Unexpected in-place modifications of existing pools.
Potential disruption of node roles (control/etcd/worker) and pod scheduling.

Illustrative Example

Assume a scenario where existing cluster has two machine pools: control and worker.

Initial Terraform run

Map input (unordered):

control -> control_plane: true, quantity: 3
worker -> worker_role: true, quantity: 2

Lexicographical sort creates ordered list:

[0] control -> creates control pool
[1] worker -> creates worker pool

Adding new pool NEW-POOL

Map input (unordered):

control -> control_plane: true, quantity: 3
worker -> worker_role: true, quantity: 2
NEW-POOL -> worker_role: true, quantity: 1

Lexicographical sort creates new ordered list:

[0] NEW-POOL -> (index 0 already exists)
[1] control -> (index 1 already exists)
[2] worker -> new

Result (incorrect):

Terraform sees index mismatches and plans to:
Modify existing pool at index 0 (previously control) to NEW-POOL configuration.
Modify existing pool at index 1 (previously worker) to control configuration.
Create a new worker pool at index 2.

Expected: Create one new NEW-POOL pool without modifying control or worker.

Example Terraform plan snippet (illustrative)

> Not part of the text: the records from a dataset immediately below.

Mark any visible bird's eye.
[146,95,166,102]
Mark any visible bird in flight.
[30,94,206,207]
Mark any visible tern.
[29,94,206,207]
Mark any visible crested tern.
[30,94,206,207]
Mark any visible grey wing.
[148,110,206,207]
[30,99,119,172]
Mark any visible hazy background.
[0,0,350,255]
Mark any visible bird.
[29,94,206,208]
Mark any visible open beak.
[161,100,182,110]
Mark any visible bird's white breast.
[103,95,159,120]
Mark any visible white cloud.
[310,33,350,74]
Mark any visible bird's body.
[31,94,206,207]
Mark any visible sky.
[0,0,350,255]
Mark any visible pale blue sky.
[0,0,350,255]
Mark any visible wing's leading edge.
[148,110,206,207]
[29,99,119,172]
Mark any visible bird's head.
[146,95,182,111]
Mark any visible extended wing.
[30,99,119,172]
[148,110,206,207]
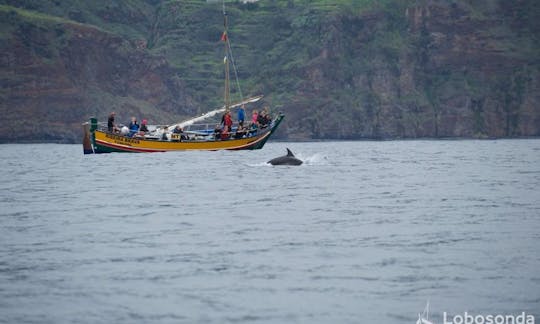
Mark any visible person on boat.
[173,125,189,140]
[238,105,246,127]
[107,111,119,133]
[128,117,139,137]
[214,124,222,140]
[161,126,169,141]
[220,125,230,141]
[139,119,148,135]
[251,110,259,124]
[223,110,232,131]
[133,119,148,138]
[247,123,258,137]
[257,110,267,128]
[234,124,247,139]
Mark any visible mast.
[221,1,231,109]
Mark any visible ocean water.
[0,139,540,323]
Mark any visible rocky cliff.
[0,0,540,142]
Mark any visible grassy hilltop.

# rancher2_cluster_v2.cluster_rke2 will be updated in-place
~ resource "rancher2_cluster_v2" "cluster_rke2" {
~ rke_config {
# Index [0]: Existing "control" pool → incorrectly changed to "NEW-POOL"
~ machine_pools {
~ name = "control" -> "NEW-POOL"
~ control_plane_role = true -> false
~ etcd_role = true -> false
~ worker_role = false -> true
~ quantity = 3 -> 1
~ machine_labels = {
~ "nodepool" = "control" -> "worker"
}
}
# Index [1]: Existing "worker" pool → incorrectly changed to "control"
~ machine_pools {
~ name = "worker" -> "control"
~ control_plane_role = false -> true
~ etcd_role = false -> true
~ worker_role = true -> false
~ quantity = 2 -> 3
~ machine_labels = {
~ "nodepool" = "worker" -> "control"
}
}
# Index [2]: New pool created as "worker" (expected "NEW-POOL")
+ machine_pools {
+ name = "worker"
+ control_plane_role = false
+ worker_role = true
+ quantity = 2
}
}
}

Plan: 0 to add, 1 to change, 0 to destroy.

Resolution

Stable ordering of keys is the simplest and most reliable workaround until a provider-level fix is available.

Use ordered keys (prefix keys with numbers) in the map so that lexicographical sorting produces a stable list order. Example:

1-control:
name: control
control_plane_role: true
quantity: 3
2-worker:
name: worker
worker_role: true
quantity: 2
3-NEW-POOL:
name: NEW-POOL
worker_role: true
quantity: 1

When adding pools:
Add the new entry with a key that maintains the intended final alphabetical order (using numeric prefixes as above). Test in a non-production environment before applying to production clusters.